SQLite PK implementation¶
SQLite table's primary key explained
SQLite documentation maze¶
Being a long term fan of SQLite database I have always been a little bit disoriented by its documentation structure. For me it seems enough cluttered and not easy to follow.
Apart of documentation structure there is another thing which is out of line to what we expect from Primary Key constraint definition in other RDBMS.
If you ever were wondering what is the difference between INT PRIMARY KEY
and INTEGER PRIMARY KEY
and why AUTOINCREMENT
is not needed for default primary key generation in SQLite then this post might be interested for you.
It makes an attempt to describe these things in hopefully more easier format.
Note: I don't say official documentation is bad. It describes all these things. I just want to filter out Primary Key related info and provide it in more consistent manner accompained by some examples.
Current ROWID implementation¶
SQLite stores tables in B-tree (balanced tree) structure usually used by other RDBMS for indexes storage. Physically it stores data in ordered by some key format. This gives very fast data retrieval but slower data writes because new value has to be written into specific place of this ordered structure.
As result, every row has an implicit key value which is available under the special system column names: rowid
, oid
, _rowid_
.
sqlite> .headers on
sqlite> .mode column
sqlite>
sqlite> create table t as select 10 id;
sqlite> select rowid, oid, _rowid_, id from t;
rowid rowid rowid id
---------- ---------- ---------- ----------
1 1 1 10
Current ROWID
datatype is a signed 64-bit integer. Its value corresponds to the row key in the underlying B-tree storage engine.
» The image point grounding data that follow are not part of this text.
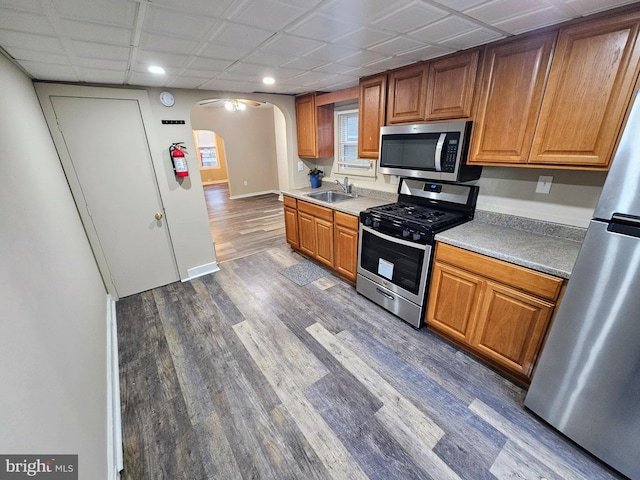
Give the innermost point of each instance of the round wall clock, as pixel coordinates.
(167, 99)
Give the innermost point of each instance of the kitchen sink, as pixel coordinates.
(331, 196)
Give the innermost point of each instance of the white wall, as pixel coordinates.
(53, 317)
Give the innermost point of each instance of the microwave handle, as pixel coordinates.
(439, 146)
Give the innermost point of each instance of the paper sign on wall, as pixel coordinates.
(385, 268)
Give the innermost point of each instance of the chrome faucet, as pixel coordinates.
(344, 186)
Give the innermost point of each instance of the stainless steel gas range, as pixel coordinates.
(395, 246)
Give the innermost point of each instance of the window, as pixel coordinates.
(347, 146)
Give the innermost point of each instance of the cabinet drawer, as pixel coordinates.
(315, 210)
(290, 202)
(345, 220)
(536, 283)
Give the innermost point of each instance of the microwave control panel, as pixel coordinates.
(450, 152)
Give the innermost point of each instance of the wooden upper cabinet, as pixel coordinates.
(450, 86)
(371, 113)
(314, 128)
(590, 84)
(513, 80)
(406, 101)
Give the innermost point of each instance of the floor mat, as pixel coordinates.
(304, 272)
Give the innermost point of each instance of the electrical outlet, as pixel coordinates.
(544, 184)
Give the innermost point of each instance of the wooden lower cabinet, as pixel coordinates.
(327, 236)
(346, 245)
(291, 221)
(494, 309)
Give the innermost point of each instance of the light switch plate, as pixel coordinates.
(544, 184)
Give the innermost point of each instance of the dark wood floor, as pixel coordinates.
(243, 226)
(243, 374)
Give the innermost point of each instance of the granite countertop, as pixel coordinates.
(542, 246)
(366, 198)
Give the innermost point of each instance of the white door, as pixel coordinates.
(106, 142)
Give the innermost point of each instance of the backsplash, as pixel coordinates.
(541, 227)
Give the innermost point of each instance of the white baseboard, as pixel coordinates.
(254, 194)
(201, 270)
(115, 462)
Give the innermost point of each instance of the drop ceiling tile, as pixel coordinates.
(415, 15)
(448, 27)
(104, 76)
(164, 43)
(25, 22)
(208, 64)
(362, 12)
(30, 41)
(163, 22)
(282, 44)
(22, 54)
(25, 5)
(322, 27)
(197, 7)
(335, 68)
(266, 14)
(101, 64)
(397, 46)
(363, 57)
(142, 78)
(587, 7)
(223, 52)
(332, 52)
(184, 81)
(531, 21)
(363, 38)
(223, 85)
(164, 59)
(240, 36)
(308, 62)
(50, 71)
(114, 12)
(460, 5)
(97, 33)
(100, 50)
(500, 10)
(250, 69)
(472, 39)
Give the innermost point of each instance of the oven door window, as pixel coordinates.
(399, 263)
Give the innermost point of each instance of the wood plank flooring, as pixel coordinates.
(242, 374)
(243, 226)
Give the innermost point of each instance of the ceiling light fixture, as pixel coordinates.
(234, 105)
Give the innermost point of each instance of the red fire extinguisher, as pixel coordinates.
(177, 151)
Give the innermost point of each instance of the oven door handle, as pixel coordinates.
(389, 238)
(439, 146)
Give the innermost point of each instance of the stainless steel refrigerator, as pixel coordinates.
(587, 382)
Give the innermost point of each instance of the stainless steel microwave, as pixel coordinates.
(435, 151)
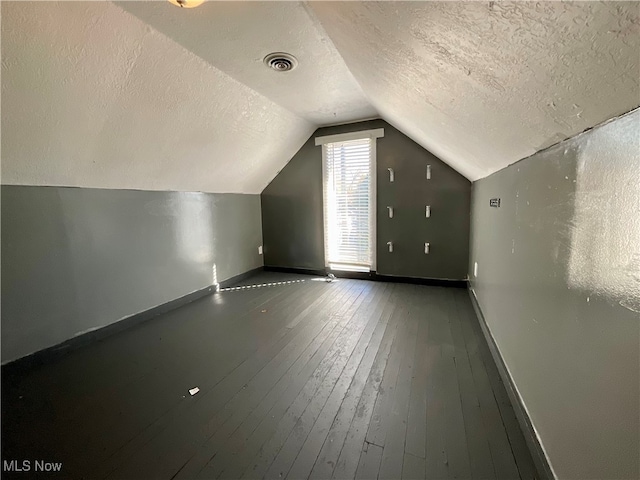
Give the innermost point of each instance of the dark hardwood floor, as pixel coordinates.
(308, 379)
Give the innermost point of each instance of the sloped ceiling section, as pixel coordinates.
(484, 84)
(149, 96)
(236, 36)
(94, 97)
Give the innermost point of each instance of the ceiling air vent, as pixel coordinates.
(281, 62)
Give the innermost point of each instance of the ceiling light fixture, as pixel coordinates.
(280, 61)
(187, 3)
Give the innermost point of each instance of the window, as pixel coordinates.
(349, 200)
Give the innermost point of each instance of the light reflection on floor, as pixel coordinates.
(259, 285)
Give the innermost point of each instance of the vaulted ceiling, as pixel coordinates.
(149, 96)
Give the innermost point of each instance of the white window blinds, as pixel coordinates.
(348, 204)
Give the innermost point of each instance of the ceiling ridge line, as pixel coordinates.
(308, 10)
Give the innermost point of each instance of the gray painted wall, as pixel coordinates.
(292, 209)
(559, 285)
(76, 259)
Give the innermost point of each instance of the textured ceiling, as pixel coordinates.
(146, 95)
(484, 84)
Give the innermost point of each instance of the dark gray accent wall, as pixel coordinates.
(292, 213)
(77, 259)
(559, 286)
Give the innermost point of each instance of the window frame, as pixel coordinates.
(372, 135)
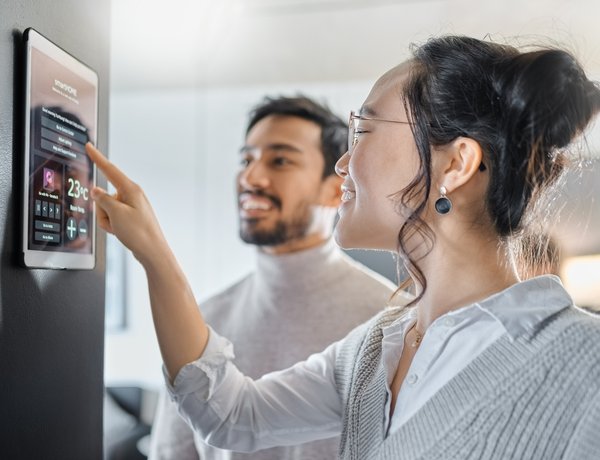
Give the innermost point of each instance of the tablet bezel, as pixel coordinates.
(54, 259)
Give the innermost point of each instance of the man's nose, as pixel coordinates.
(254, 176)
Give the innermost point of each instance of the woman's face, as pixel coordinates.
(381, 163)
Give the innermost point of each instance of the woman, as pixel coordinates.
(446, 159)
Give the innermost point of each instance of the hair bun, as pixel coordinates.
(549, 97)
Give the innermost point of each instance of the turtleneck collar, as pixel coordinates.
(299, 268)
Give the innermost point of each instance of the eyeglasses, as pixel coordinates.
(354, 132)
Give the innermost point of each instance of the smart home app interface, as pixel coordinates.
(62, 119)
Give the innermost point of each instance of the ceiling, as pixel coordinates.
(186, 43)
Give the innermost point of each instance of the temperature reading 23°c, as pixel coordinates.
(76, 190)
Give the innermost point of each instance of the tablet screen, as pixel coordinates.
(61, 116)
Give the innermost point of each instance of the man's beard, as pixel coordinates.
(282, 232)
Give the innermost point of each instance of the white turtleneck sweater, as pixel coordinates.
(293, 305)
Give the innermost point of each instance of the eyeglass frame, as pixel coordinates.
(353, 138)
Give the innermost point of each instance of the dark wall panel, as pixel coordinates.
(51, 322)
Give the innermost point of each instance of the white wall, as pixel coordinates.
(182, 147)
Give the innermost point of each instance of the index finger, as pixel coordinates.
(112, 173)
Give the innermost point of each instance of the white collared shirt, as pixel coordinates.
(301, 403)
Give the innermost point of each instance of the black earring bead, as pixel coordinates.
(443, 205)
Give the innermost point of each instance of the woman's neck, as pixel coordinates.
(459, 273)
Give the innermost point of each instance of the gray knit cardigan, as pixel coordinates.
(534, 397)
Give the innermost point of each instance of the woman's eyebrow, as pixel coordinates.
(276, 146)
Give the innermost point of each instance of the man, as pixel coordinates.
(288, 195)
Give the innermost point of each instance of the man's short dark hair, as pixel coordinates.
(334, 132)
Such mechanism wasn't always like that. In old era for PK
values there were used plain INTEGER
values.
To preserve backward compatibility with old databases there was WITHOUT ROWID
option added to the CREATE TABLE
statement.
WITHOUT ROWID¶
From the official docs:
when SQLite was first designed, it used only integer rowids for row keys to simplify the implementation. This approach worked well for many years. But as the demands on SQLite grew, the need for tables in which the PRIMARY KEY really did correspond to the underlying row key grew more acute. The WITHOUT ROWID concept was added in order to meet that need without breaking backwards compatibility with the billions of SQLite databases already in use at the time (circa 2013).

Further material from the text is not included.